I recently upgraded to Java 7 and I am noticing a strange issue with the XML serialization. Basically, I've a test utility class that does an Object to XML conversion using the XML encoder.
See sample code below:
public static String toXML(Object obj) {
String retval = null;
if(obj != null) {
XMLEncoder encoder = null;
ByteArrayOutputStream bos;
try {
bos = new ByteArrayOutputStream();
encoder = new XMLEncoder(bos);
encoder.writeObject(obj);
encoder.close();
byte[] bytes = bos.toByteArray();
if(bytes != null) {
retval = new String(bytes);
}
} catch(Exception e) {
e.printStackTrace();
} finally {
if(encoder != null) {
encoder.close();
}
}
}
return retval;
}
Which worked fine with Java 1.6, however ever since I upgraded to Java 1.7 I've noticed the XML encoder operation throws an IOException in logs:
java.io.IOException: Stream closed
at sun.nio.cs.StreamEncoder.ensureOpen(StreamEncoder.java:45)
at sun.nio.cs.StreamEncoder.flush(StreamEncoder.java:140)
at java.io.OutputStreamWriter.flush(OutputStreamWriter.java:229)
at java.beans.XMLEncoder.flush(XMLEncoder.java:497)
at java.beans.XMLEncoder.close(XMLEncoder.java:530)
at com.mytestcode.server.common.util.TestSerializer.toXML(TestSerializer.java:87)
I looked into the XMLEncoder code and found that StreamEncoder.ensureOpen has a check for isOpen which seems to be coming up as false.
This question looks similar although it is not using the Java 1.7 XML encoder. I've not seen this issue with the XML encoder or with this method in general, is there something I can fix in code or does this seem more downstream? What am I missing?
I was finally able to figure this one out. The trouble was because of Java 6 to 7 upgarde.
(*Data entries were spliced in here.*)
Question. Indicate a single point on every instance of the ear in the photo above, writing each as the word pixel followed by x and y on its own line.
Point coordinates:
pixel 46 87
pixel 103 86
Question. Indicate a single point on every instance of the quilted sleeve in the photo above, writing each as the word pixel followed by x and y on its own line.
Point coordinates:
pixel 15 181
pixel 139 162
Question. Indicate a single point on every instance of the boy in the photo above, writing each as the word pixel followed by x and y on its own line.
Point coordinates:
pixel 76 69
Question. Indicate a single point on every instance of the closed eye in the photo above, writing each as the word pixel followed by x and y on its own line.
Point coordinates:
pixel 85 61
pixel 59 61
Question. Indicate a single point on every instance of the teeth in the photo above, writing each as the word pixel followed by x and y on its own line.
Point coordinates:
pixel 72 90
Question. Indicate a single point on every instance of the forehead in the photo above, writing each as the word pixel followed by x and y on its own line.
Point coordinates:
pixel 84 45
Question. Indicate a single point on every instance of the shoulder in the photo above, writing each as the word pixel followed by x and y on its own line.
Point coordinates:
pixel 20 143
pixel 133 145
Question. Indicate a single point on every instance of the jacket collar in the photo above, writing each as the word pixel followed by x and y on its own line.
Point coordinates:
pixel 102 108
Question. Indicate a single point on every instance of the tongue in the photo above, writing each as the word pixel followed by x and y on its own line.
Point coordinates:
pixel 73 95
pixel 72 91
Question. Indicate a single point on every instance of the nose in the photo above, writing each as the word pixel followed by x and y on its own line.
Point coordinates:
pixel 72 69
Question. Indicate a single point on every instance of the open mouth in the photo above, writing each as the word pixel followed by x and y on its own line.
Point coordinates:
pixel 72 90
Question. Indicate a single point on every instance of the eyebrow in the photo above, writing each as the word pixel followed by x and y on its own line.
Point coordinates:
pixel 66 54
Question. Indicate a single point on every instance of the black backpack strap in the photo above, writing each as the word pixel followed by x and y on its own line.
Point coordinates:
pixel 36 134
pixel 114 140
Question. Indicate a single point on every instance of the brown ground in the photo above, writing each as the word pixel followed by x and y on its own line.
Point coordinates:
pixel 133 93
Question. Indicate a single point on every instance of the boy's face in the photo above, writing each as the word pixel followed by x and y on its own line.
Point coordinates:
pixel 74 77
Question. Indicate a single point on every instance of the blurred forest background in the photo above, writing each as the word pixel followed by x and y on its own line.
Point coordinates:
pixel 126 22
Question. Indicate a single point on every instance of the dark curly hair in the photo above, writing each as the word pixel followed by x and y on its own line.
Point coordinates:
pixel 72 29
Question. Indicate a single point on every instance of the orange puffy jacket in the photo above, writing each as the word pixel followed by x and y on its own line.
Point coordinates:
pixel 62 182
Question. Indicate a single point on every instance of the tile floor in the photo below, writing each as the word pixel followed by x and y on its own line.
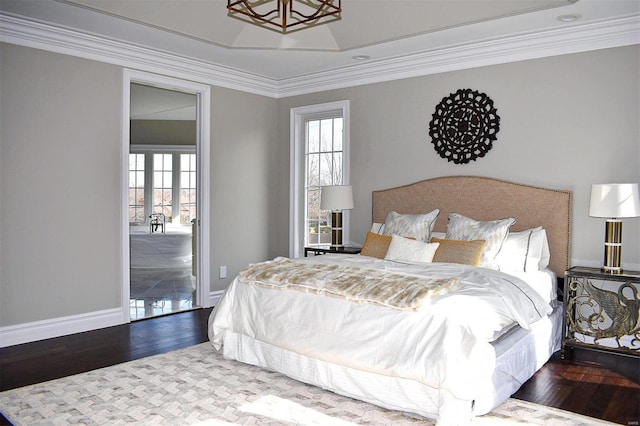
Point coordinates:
pixel 160 274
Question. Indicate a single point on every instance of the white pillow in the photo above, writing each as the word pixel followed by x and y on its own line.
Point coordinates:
pixel 524 251
pixel 407 250
pixel 493 232
pixel 418 226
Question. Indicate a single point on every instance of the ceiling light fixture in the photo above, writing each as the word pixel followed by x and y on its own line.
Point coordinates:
pixel 285 16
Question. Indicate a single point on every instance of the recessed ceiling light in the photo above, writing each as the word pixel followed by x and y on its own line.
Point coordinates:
pixel 568 18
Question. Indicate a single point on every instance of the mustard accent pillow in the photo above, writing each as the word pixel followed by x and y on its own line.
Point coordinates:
pixel 459 251
pixel 376 245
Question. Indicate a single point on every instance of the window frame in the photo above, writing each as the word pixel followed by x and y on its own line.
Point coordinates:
pixel 149 151
pixel 298 118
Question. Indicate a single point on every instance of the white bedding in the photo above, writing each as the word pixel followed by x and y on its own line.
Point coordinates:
pixel 445 345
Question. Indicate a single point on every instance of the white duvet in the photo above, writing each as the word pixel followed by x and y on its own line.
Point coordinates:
pixel 446 344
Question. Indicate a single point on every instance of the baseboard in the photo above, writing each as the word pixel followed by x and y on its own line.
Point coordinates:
pixel 215 296
pixel 56 327
pixel 63 326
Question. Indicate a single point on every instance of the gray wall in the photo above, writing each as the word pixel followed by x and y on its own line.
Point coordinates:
pixel 60 250
pixel 566 122
pixel 163 132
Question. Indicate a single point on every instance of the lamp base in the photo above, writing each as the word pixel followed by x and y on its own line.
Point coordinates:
pixel 612 246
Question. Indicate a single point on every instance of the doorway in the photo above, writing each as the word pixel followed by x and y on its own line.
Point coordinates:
pixel 165 201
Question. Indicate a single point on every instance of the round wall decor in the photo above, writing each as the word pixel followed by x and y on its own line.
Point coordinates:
pixel 464 126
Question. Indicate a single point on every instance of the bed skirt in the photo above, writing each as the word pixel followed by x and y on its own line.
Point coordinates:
pixel 520 353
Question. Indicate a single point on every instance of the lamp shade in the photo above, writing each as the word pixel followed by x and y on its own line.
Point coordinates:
pixel 337 197
pixel 614 200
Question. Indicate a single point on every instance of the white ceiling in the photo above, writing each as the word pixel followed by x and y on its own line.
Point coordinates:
pixel 379 29
pixel 395 35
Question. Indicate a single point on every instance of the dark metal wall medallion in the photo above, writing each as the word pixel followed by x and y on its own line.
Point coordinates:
pixel 464 126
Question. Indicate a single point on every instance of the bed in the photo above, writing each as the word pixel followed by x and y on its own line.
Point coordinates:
pixel 442 338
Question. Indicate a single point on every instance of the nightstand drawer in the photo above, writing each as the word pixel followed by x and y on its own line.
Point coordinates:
pixel 602 310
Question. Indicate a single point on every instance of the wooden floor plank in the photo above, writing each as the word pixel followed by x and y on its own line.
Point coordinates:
pixel 595 384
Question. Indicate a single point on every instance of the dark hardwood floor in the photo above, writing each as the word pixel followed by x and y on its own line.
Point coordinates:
pixel 595 384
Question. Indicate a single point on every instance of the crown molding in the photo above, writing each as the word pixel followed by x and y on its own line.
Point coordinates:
pixel 593 36
pixel 38 35
pixel 602 35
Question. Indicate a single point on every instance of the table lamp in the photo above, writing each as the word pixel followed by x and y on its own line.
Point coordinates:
pixel 614 201
pixel 336 198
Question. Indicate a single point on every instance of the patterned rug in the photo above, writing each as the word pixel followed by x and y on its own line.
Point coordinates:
pixel 197 386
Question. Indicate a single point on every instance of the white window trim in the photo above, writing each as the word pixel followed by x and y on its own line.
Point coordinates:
pixel 297 151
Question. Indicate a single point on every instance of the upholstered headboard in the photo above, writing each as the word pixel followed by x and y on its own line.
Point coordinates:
pixel 483 198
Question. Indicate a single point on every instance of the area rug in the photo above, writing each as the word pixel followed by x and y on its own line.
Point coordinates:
pixel 197 386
Diff betweem Java 6 and 7, XMLEncoder shows that in Java 6 the XML encoder works directly on the ByteArrayOutputStream passed in constructor, whereas in Java 7 the XMLEncoder wraps a StreamEncoder around the ByteArrayOutputStream passed in constructor.
(Line 289)
While calling a ByteArrayOutputStream.close() (see Javadoc) does absolutely nothing, a StreamEncoder.close() (see Javadoc) throws a recoverable IOException if the Stream is already closed.
This exception is picked up the the default ExceptionListener and gets logged in the logs.